Al termine del secondo conflitto mondiale la Germania, come noto, risultava divisa in due distinte zone di occupazione: la zona occidentale occupata da forze americane, inglesi e, successivamente, francesi e la zona orientale in mano ai sovietici.

Con l’irrigidimento delle relazioni est-ovest risultò, tuttavia, chiaro come fosse vano qualunque tipo di progetto di unificazione o di gestione comune delle rispettive zone di occupazione.

La progressiva integrazione della zona occidentale in un’entità economica unica e, successivamente, in uno stato Unico, la Repubblica Federale Tedesca (RFT) , impose ai sovietici una risposta veloce.

La proclamazione della Repubblica Democratica Tedesca (RDT) avvenne il 7 Ottobre 1949. Il Consiglio del Popolo Tedesco, organismo creato qualche mese prima, si autoproclamò “parlamento provvisorio” allo scopo di approvare velocemente una costituzione per la RDT.

Nonostante il ruolo di Primo Ministro venne affidato al socialdemocratico Otto Grotewohl, il potere effettivo era in mano a Walter Ulbricht, stalinista di provata fede e sostenuto dalle autorità sovietiche.

 

1 Ottobre 1949 – Nasce la Repubblica Popolare Cinese

Il primo ottobre 1949 da Piazza Tienanmen, il leader comunista Mao Tse-tung proclama la nascita della Repubblica Popolare Cinese. Primo Ministro della neonata Repubblica fu nominato Zhou Enlai. Al governo spettava l’immane compito di ricostruire una nazione uscita in frantumi da oltre vent’anni di guerra civile.

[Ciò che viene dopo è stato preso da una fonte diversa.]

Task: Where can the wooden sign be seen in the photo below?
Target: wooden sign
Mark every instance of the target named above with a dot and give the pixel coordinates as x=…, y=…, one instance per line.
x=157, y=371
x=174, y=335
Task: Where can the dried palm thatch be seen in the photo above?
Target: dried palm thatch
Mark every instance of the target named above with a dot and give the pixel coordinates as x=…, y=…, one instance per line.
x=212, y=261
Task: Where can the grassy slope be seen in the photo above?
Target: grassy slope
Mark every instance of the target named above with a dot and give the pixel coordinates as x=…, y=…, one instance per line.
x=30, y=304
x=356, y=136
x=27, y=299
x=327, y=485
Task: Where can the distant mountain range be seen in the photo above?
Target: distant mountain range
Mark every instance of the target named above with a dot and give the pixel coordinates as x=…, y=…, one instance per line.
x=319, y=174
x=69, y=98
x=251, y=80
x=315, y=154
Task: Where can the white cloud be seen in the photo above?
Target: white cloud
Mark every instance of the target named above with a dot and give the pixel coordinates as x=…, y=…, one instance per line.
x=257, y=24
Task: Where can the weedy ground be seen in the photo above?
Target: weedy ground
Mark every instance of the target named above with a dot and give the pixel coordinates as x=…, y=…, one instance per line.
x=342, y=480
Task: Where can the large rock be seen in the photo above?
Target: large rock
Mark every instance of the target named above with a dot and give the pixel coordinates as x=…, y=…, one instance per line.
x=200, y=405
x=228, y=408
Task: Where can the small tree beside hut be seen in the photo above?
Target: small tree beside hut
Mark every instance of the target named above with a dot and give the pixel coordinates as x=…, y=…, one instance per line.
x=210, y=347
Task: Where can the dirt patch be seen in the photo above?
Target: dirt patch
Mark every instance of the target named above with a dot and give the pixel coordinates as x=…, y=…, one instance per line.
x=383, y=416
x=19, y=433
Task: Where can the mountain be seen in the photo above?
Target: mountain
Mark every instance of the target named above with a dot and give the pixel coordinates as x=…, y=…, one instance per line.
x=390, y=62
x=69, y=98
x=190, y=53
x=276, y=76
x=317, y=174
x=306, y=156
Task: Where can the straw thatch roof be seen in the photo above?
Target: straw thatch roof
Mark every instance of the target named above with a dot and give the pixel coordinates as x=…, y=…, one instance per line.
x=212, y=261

Le forze nazionaliste del Kuomintang di Chang Kai Shek sconfitte ripareranno ben presto nell’isola di Taiwan, da dove proclameranno la Repubblica Nazionale cinese.

La nascita di una nuova democrazia popolare con 600 milioni di abitanti rappresentò un evento di fondamentale importanza nell’assetto geopolitico del secondo dopoguerra. La perdita della Cina fu, in particolare, avvertita come una incipiente avanzata del socialismo ed una bruciante sconfitta degli Stati Uniti costretti a rivedere verso occidente la propria strategia difensiva. La Corea del Sud ed il Giappone assumevano, in tale contesto, il ruolo di estremi baluardi all’avanzata del comunismo.